Early last spring I was invited to speak by Richard MacMichael. I was surprised and honoured when he suggested that I speak at the opening night of the fall lecture series.
In the weeks ahead of the lecture, Jenny Nodelman from the museum’s public relations department posted many announcements on social media as did I. The traffic generated was incredible.
The day was very busy, with last minute fine tuning of the lecture and a stop at the local radio station, News 95.7 for a thirty minute interview with Tyler McLean on the Sheldon MacLeod Show.
I arrived at the museum with great anticipation of the lecture. I was not disappointed. The venue was the Small Craft Gallery located at the back of the museum with a full glass wall facing the Halifax waterfront, CSS ACADIA and HMCS SACKVILLE, Canada’s last corvette.

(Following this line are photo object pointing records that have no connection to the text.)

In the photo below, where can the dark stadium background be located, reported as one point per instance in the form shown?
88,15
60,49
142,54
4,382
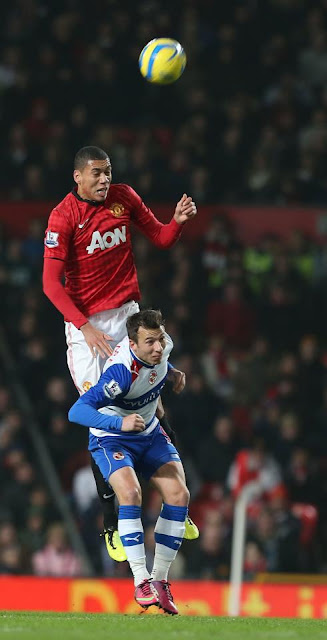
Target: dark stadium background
244,131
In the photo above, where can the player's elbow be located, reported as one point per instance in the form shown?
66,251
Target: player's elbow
72,414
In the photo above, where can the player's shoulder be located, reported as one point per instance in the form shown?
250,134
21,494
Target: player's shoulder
120,356
66,206
123,193
169,344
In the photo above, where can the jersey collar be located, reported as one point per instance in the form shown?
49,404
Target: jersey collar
92,202
141,362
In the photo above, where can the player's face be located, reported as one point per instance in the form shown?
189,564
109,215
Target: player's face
150,345
94,180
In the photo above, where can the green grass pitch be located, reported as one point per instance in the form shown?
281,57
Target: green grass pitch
84,626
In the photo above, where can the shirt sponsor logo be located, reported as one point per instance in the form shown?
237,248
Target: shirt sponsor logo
142,402
153,376
107,240
86,385
118,455
51,239
112,389
83,223
117,209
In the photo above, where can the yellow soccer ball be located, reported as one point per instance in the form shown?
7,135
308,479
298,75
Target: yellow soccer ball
162,61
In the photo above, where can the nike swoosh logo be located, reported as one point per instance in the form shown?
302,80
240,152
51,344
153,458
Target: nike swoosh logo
82,225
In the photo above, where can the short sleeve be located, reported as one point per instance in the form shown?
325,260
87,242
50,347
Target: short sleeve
57,236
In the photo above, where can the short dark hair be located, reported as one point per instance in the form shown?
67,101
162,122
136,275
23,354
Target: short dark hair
148,319
89,153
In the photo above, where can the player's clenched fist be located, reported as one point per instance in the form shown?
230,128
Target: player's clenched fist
185,209
134,422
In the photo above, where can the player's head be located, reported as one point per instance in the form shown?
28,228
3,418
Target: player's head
92,173
147,335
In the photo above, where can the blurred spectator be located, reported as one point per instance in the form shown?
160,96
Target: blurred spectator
56,558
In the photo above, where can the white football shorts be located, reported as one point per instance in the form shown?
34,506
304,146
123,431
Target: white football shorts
84,368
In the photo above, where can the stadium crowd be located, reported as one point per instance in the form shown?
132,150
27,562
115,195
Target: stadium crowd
246,123
252,343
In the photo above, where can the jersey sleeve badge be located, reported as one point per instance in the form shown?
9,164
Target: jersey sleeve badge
117,209
51,239
112,389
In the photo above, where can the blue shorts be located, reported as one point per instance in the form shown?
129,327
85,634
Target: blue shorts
144,453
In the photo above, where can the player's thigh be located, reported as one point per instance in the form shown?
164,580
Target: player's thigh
126,486
169,480
113,321
85,369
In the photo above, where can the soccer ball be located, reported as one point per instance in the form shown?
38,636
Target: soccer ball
162,61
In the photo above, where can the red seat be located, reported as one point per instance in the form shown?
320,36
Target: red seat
308,516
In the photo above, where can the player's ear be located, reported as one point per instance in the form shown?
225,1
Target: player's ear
77,176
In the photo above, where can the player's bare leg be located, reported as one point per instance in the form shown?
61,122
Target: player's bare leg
127,488
191,530
107,498
169,480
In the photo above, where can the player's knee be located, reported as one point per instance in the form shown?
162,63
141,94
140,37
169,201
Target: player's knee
179,496
130,495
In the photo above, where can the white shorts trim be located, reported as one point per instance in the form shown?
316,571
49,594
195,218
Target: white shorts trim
85,369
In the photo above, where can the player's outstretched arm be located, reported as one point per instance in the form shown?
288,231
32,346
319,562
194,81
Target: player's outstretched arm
185,209
133,422
177,378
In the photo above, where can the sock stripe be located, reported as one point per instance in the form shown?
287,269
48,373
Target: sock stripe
132,539
170,512
173,542
129,512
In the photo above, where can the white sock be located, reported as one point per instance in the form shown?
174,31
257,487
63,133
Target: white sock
131,533
168,534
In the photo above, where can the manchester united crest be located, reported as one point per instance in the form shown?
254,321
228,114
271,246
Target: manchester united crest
117,209
118,455
153,376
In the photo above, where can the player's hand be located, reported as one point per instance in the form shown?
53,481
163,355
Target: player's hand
133,422
178,379
185,209
96,340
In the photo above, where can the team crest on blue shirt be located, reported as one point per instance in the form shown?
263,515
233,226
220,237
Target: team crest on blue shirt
118,455
112,389
117,209
153,376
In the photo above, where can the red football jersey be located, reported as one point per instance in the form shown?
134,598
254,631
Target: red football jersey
94,241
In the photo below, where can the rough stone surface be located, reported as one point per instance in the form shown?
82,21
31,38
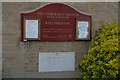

Very quickly the seats filled and additional chairs were added. Before the lecture I was able to speak to a few people and was surprised when one couple introduced themselves from Texas. While planning their vacation to Halifax, they had seen my lecture on the Internet and decided to attend. Several of the other attendees I recognized from the Canadian Naval Memorial Trust.
The lecture was the Veteran’s of the Battle of the Atlantic, The crew’s Stories from HMCS TRENTONIAN. The material was from my research on the ship and my book, White Ensign Flying.
Finally standing at the podium, I changed my opening to the lecture. With such an amazing venue and SACKVILLE only a few feet away. I was moved by the moment and surrounding.
I began with, “It is an honour to be standing here in Halifax on the waterfront, talking about The Battle of the Atlantic and the last corvette lost in the longest battle in the history of mankind, while on the other side of the glass is the last corvette to survive the same battle. Especially on 1 September, when in 1939, events were taking place that would lead to the opening shots several hours from now, that would begin the Second World War and the Battle of the Atlantic on 3 September.
Following the talk, many people stayed to chat, and have books signed. The conversations were wonderful and I was able to meet many new people and enjoy the company of some old friends.
I would like to thank the Maritime Museum of the Atlantic, Richard MacMichael, Jenny Nodelman and the staff at the museum, for the kind invitation and the generous support they have provided me.
I look forward to returning to Halifax for another lecture in the future.